Wednesday, 5 May 2010

An Englishman in Santiago

I’m not normally one for gawping out of aeroplane windows, but the view of the Andes flying into Santiago de Chile was spectacular. As we approached our destination, I got my first glimpse of the famous pollution. The hazy smog drapes itself over the city like a dirty old blanket.

When I first arrived in Buenos Aires I felt scared and alone. I didn’t know anyone, couldn’t communicate and for a few days I had no confidence whatsoever. But it became my home. Whenever I went away, I knew I had somewhere to come back to. I don’t anymore. The next month is all about moving, and I’m a little unsure how I feel about losing that security.

Staying in the Paris Londres neighbourhood should help me feel at home. I check into my hotel and stride out into downtown Santiago, but I’m not my usual self. There’s just a hint of trepidation and an absence of swagger. I find myself inadvertently climbing Cerro Santa Lucia, a beautiful park on a steep hill, complete with winding paths and steps and entwined lovers on every available bench.


Cerro Santa Lucia



Down the other side I stop for a coffee and make a rather nasty discovery. I cannot understand a single fucking word anyone is saying, and they can’t understand me either. Fortunately for me, espresso and muffin are pretty much universal. But little turns of phrases, things I’m used to, they’re gone. With this shadow looming over me, I suddenly find my Spanish dropping a few notches. I forget words and start stuttering like Gareth G-G-G-G-Gates.

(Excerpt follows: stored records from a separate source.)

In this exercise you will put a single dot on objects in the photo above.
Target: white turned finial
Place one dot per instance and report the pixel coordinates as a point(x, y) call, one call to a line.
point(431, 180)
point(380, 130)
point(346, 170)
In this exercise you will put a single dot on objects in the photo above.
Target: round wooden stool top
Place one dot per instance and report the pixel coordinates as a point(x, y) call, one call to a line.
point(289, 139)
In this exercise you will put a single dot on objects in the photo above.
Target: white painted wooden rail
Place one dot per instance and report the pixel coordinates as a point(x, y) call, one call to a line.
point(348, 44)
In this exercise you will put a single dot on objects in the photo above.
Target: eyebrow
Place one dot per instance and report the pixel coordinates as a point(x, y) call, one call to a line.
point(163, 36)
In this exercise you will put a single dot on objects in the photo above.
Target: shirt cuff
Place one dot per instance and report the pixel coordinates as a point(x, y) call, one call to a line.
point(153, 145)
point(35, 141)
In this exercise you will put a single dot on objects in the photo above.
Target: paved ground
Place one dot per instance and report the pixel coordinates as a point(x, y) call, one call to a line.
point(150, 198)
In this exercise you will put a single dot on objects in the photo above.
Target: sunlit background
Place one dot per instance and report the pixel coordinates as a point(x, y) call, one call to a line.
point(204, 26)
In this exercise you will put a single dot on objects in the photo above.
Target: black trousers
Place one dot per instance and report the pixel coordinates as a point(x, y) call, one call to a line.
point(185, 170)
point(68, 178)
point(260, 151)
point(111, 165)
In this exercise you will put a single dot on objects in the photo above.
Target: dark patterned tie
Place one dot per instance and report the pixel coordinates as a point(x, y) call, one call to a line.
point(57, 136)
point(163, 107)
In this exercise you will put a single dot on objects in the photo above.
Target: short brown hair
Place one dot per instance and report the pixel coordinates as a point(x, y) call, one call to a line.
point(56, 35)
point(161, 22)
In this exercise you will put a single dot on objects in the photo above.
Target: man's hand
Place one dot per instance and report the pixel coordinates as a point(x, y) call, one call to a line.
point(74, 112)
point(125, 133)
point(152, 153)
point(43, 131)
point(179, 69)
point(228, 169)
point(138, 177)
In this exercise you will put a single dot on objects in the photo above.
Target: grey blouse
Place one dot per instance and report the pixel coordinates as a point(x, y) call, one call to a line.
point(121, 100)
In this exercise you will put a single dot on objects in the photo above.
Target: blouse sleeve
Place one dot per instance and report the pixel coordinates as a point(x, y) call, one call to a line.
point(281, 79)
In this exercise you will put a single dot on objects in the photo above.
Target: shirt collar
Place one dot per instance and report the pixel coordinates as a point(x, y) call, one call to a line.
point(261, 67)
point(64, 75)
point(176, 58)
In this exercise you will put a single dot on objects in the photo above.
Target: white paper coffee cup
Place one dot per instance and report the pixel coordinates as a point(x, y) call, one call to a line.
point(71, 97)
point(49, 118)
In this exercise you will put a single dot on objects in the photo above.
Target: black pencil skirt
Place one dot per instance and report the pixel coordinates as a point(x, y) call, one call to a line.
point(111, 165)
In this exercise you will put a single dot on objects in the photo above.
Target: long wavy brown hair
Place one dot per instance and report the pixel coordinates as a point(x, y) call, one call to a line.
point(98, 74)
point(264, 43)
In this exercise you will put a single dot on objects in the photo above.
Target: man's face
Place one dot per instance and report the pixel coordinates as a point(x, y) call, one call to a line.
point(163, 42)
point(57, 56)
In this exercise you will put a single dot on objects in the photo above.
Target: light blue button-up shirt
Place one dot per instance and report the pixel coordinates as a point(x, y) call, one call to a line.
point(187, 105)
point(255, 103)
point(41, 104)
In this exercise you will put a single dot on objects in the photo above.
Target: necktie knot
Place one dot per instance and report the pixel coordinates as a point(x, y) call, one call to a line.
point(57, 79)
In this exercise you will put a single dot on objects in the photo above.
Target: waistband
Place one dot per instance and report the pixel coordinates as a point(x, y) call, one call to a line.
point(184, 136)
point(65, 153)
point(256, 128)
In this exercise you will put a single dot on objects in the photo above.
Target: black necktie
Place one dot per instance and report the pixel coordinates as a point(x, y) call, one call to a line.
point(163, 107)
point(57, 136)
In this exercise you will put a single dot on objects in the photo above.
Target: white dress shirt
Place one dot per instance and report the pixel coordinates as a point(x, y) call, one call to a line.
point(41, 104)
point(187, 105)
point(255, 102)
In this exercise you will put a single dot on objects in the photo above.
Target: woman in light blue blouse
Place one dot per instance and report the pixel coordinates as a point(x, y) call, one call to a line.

A few blocks and I’m in Plaza de Armas. Tables are laid out for chess, and a hundred or so guys are either playing or watching. Elsewhere a big circle is watching two blokes acting out a comedy, and rows of artists are painting away and displaying their work. It reminds me of Morocco - Meknes maybe. And Salta too - people are just hanging out and taking it easy. It’s exactly the kind of place Buenos Aires needs but doesn’t have.


Plaza de Armas



I head home, regroup and start thinking about dinner. But since I left my Spanish on the wrong side of the Andes, I no longer feel confident getting in a taxi. And taking the subway becomes suddenly more daunting too, especially since I don’t have a clue where I’m going. So I opt to stay local. Which is a big mistake.

I’m right in the middle of town, which shuts down at night. I walk in circles for blocks and
blocks looking for somewhere to eat before hunger forces my hand. I plump for some Italian place that looks like a Travelodge from the outside and a Harvester from the inside.

The food is indescribably bad. I order two large gin and tonics to let my sorrows swim around in, and sit staring out of the window castigating myself. What a loser. Dining alone in the shittiest restaurant in the southern hemisphere because I was too frightened, lazy or stupid to jump in a cab and go somewhere else. Thank God I have another ten months in which to pull myself together.